Again and Again and Again

The same racist rhetoric used against Syrians was also used to shut the door to Jewish refugees escaping the Holocaust.


Apart from being an epochal tragedy on an unprecedented and unequalled scale, the Holocaust is often remembered as a lesson. Never again, goes the refrain, would the world look away from mass suffering.

Of course, this pledge has been broken repeatedly around the world basically before the guns of World War II had even cooled. The most recent example can be seen in the ongoing tragedy of Syrian refugees. The refugee crisis reached perhaps its most appalling nadir recently as President Donald Trump, in one of his first acts as president, signed an executive order banning Syrian refugees from the United States, upending the fates of those already cleared to come into the country and dashing the hopes of others who dreamed of escaping to the United States.

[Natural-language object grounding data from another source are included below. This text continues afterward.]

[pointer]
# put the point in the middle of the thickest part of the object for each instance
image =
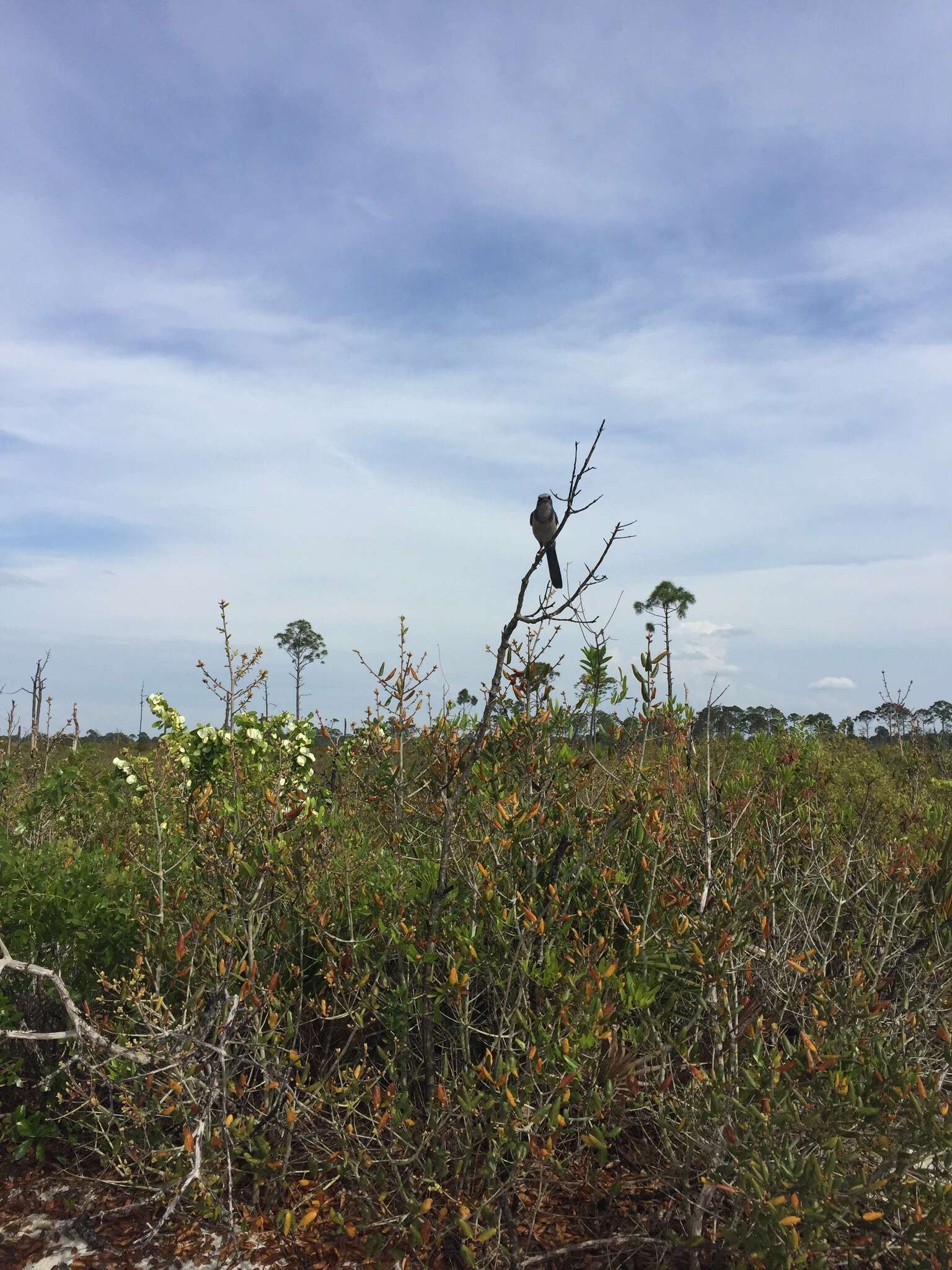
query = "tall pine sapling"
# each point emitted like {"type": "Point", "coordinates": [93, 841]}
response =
{"type": "Point", "coordinates": [304, 646]}
{"type": "Point", "coordinates": [664, 601]}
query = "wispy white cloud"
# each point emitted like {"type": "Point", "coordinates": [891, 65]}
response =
{"type": "Point", "coordinates": [312, 306]}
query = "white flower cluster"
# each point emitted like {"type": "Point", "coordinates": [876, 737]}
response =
{"type": "Point", "coordinates": [164, 713]}
{"type": "Point", "coordinates": [125, 768]}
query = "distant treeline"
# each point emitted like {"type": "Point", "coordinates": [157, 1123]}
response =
{"type": "Point", "coordinates": [885, 722]}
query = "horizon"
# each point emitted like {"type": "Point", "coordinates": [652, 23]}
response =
{"type": "Point", "coordinates": [304, 310]}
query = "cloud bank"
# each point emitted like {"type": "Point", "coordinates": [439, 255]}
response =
{"type": "Point", "coordinates": [305, 310]}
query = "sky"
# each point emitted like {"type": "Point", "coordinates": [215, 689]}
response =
{"type": "Point", "coordinates": [304, 305]}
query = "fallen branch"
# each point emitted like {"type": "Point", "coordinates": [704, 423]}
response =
{"type": "Point", "coordinates": [612, 1244]}
{"type": "Point", "coordinates": [82, 1030]}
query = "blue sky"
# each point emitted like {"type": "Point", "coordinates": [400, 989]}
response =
{"type": "Point", "coordinates": [302, 306]}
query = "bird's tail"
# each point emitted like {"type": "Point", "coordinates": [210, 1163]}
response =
{"type": "Point", "coordinates": [555, 573]}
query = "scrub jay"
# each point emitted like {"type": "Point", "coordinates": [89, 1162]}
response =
{"type": "Point", "coordinates": [545, 522]}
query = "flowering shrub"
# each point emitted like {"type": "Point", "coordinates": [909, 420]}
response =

Trump’s order has suffered several high-profile defeats in court. But the order is yet to be tested by the Supreme Court, and it remains unclear if a future, similar order may be allowed to stand if rewritten to be more legally acceptable. So it’s likely a ban will continue to hang over the heads of desperate Syrians hoping to escape the squalid conditions they’re trapped in. These court decisions also don’t change the woefully inadequate job done by various Western governments (with some exceptions) to take in and resettle refugees.